4. Calculate the mean (Xbar) and standard deviation (s) for the fabricated symmetric distribution (see Figure 14.6). If the technique has been performed correctly, the mean of this curve should be equal to the mode of the original data set. The standard deviation is an estimate of variation that describes the spread for the low side of the original data set. The standard deviation should be used only for the side of the original data set that was used to generate the symmetric distribution (see Figure 14.6).

5. Build a symmetric distribution that describes the second side of the original data set (see Figure 14.7). The frequencies on the high side of the mode for the original data set were used to build the distribution in Figure 14.7. The high side of the curve is exactly like the high side of the original data set.

   
   Figure 14.7: Build of the symmetrical distribution (right side).

6. Calculate the mean (Xbar) and standard deviation ( s ) for the symmetric distribution (see Figure 14.7). The mean of this curve should be equal to the mode of the original data set. The calculated standard deviation is an estimate of variation that describes the spread for the high side of the original data set. This standard deviation should be used only for the side of the original data set that was used to generate the symmetric distribution (see Figure 14.8).

   
   Figure 14.8: Skewed distribution showing the s of both sides.

7. Analyze the capability level of the skewed distribution. The capability level of the original data set is analyzed by calculating standardized values (Z-values; see Chapter 12) using the mode and the two calculated standard deviations. Standardized values and estimated percentages outside of the specifications are presented in Figure 14.8.

The sample data set demonstrates the poor conclusions that would be made if the normal distribution were assumed to describe the original data set.
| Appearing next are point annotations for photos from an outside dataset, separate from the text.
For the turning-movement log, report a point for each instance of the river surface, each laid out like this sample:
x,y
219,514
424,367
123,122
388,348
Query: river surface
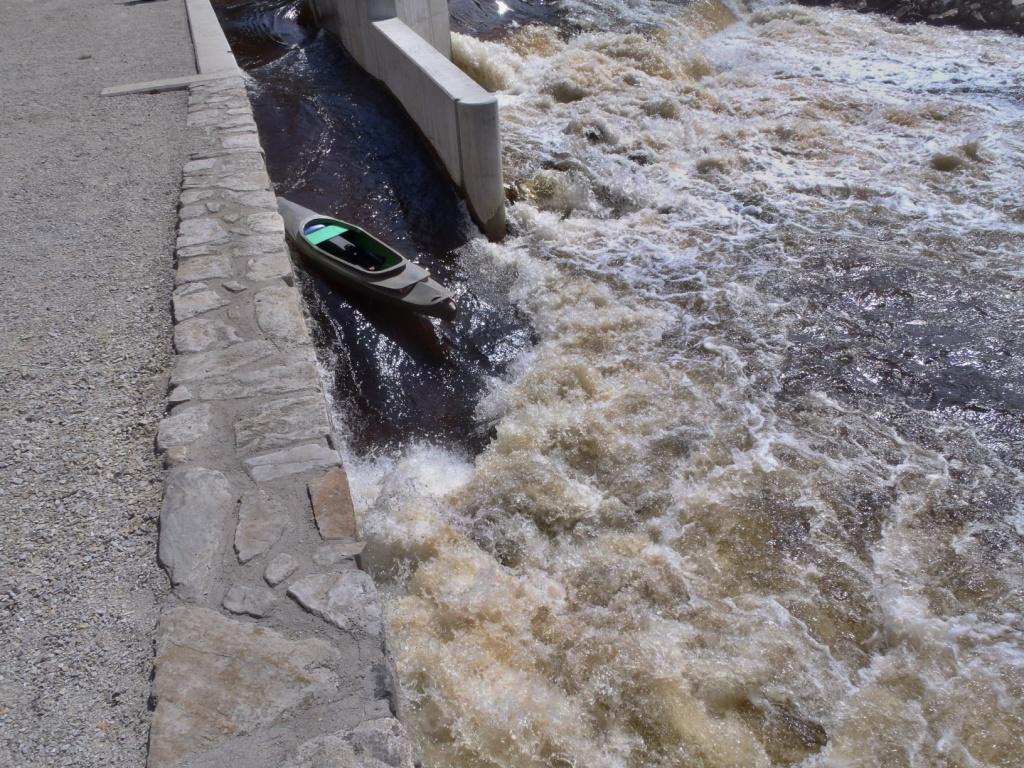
x,y
745,482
The normal distribution was applied to the data set in Figure 14.4. Although the arithmetic was calculated correctly, the resulting analysis was not valid. A larger percentage (.35%) was estimated outside the lower specification limit (LSL). The upper specification limit (USL) was estimated as being more than three standard deviations from the distribution mean. This could be interpreted as fulfilling the capability requirements. A radically different interpretation is made when the skewness is included in the capability analysis (see Figure 14.8). Because the mode and two different estimates of spread are used for the skewed curve, different standardized values (Z _LSL and Z _USL ) and percentages outside of the specifications were calculated. A larger percentage was estimated outside of the upper specification limit (USL). This is contrary to the analysis presented in Figure 14.4 that would suggest that undersized parts were being produced. Parts were actually oversized.